Music tailored to the thrones of African kings will echo from Lee Hall auditorium this Sunday.
Courtesy of the central African nation of Burundi, the Royal Drummers and Dancers of Burundi kick off this year’s Lyceum event series at 3-7:30 p.m.
Their style became known as the “Burundi beat” in the west and has pulsed through the veins of its drummers for centuries, inherited from their fathers before them.
According to the group’s official website, the ensemble has toured the world since the 1960s but originally performed ceremonies such as births, funerals and the enthronement of kings.
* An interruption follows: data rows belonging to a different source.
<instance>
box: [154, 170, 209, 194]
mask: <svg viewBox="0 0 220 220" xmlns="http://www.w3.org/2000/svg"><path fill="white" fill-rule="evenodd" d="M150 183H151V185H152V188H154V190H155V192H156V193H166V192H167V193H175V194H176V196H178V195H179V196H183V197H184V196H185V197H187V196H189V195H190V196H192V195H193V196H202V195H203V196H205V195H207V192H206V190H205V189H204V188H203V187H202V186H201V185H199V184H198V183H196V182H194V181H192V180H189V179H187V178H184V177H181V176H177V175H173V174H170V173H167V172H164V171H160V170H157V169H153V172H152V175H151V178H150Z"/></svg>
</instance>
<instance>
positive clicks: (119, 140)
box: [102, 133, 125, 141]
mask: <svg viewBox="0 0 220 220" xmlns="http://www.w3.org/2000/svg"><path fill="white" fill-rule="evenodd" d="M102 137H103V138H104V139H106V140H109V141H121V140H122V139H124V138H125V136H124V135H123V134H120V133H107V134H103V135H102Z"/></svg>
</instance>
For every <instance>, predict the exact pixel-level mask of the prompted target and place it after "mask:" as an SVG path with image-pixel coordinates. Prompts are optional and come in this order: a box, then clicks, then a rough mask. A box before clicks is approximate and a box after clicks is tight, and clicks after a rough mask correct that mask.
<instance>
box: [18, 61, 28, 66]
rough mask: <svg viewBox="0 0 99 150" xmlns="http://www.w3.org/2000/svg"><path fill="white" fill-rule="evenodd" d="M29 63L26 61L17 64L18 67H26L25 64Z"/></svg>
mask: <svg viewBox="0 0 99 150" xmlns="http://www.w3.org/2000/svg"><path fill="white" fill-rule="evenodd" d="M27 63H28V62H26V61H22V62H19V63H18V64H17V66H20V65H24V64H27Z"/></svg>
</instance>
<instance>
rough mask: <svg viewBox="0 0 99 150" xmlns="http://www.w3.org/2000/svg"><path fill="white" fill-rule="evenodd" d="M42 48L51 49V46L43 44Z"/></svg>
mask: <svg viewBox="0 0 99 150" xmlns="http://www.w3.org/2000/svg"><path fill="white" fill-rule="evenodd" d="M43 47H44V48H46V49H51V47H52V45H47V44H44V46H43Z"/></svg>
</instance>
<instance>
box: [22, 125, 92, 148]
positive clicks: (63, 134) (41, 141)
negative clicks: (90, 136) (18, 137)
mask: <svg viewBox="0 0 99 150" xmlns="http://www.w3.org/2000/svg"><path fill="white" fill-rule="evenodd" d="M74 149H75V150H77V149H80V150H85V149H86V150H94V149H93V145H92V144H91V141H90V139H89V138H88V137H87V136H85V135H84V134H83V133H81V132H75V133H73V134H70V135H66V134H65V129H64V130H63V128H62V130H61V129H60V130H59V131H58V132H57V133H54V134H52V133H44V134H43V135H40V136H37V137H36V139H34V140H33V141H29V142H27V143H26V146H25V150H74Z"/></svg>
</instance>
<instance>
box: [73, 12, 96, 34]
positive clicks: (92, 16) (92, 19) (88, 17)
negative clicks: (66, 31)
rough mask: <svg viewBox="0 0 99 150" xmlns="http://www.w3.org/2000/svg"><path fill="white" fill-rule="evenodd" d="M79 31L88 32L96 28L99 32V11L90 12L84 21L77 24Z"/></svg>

Western musician Joni Mitchell featured them on her 1975 album “The Hissing of Summer Lawns” and inspired 1980s British rock bands Adam and the Ants and Bow Wow Wow.
Luther Wells, associate director of theatre at FAMU and Lyceum committee member, explains how the Royal Drummers and Dancers of Burundi were chosen.
“The committee works from a compiled list of various artists, speakers, politicians etc.,” he said, “but we are open for other suggestions and recommendations.”
Thomas Brooman coordinated the first World of Music Arts and Dance (WOMAD) festival in 1982, which started the “World Music” boom after he attended a performance by the drummers.
The polyrhythmic Burundi beat is composed of the Inkiranya, Ibishikiso, Amashako and large Ignoma drums. Representing the powers of fertility and regeneration, the drums are home-made and crafted from hollowed-out tree trunks native only to Burundi.
Tickets are available at FAMU’s Alfred Lawson Jr. Multipurpose Center and Teaching Gymnasium for $10, $15 and $20, depending on seat locations. Subsequent performances by Sulaiman Hakim and the Langston Hughes Project with Malcolm-Jamal Warner are also set for this year’s Lyceum series.
“I hope that all of us, students, faculty and staff, can be lightened on what’s to offer beyond Tyler Perry and other urban entertainment,” Wells said.